Aradan geçen 8 yıl sonra, ABD'nin Rusya karşıtı yaptırımlara bugün finans kurumlarının yanı sıra Devlet Başkanı Putin'i de dahil etmeleri üzerine Rus gazeteciler bu olayı hatırlattı.

Son aylarda Batı, aktif olarak Rusya'yı Ukrayna'ya yönelik bir "istila" hazırlamakla suçluyor ve gerilimin tırmanması durumunda özellikle cumhurbaşkanı ve hükümet üyelerine yönelik yaptırımlar tehdidinde bulunuyor.

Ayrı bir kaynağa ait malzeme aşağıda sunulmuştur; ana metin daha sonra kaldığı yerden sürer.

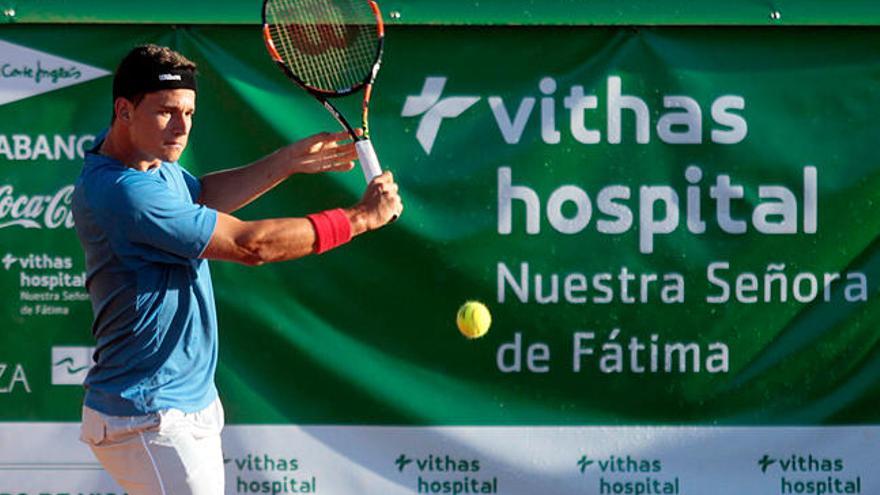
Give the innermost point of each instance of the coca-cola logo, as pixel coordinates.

Moskova, kendi topraklarında askeri ve teçhizatı hareket ettirdiklerini vurgulayarak tüm iddiaları reddediyor. Kremlin ve Dışişleri Bakanlığı, "saldırganlık" hikayelerinin amacının, Kuzey Atlantik İttifakı'nın Rusya sınırlarına yakın bir ülkelerde gruplaşma oluşturmak ve silah yığınağı yapmak olduğunu defalarca vurguluyor.

Moskova, bölgedeki tansiyonun yükselmesinin temel nedeninin, Ukrayna'ya askeri eğitmen ve silah gönderen ABD ve NATO'nun askeri tatbikat sayısını artırarak Kiev'i askeri maceralara iten eylemleri olduğunun altını çizerek Rusya'nın tüm bu eylemleri kırmızı çizgi olarak gördüğünü belirtiyor.

Geçen yılın sonunda Moskova, Batı'ya güvenlik garantilerine ilişkin taslak belgeleri Brüksel ve Washington'a teslim ederek çelişkileri çözmenin yollarını önerdi, ancak şu ana kadar görüşmeler hiçbir sonuç vermedi.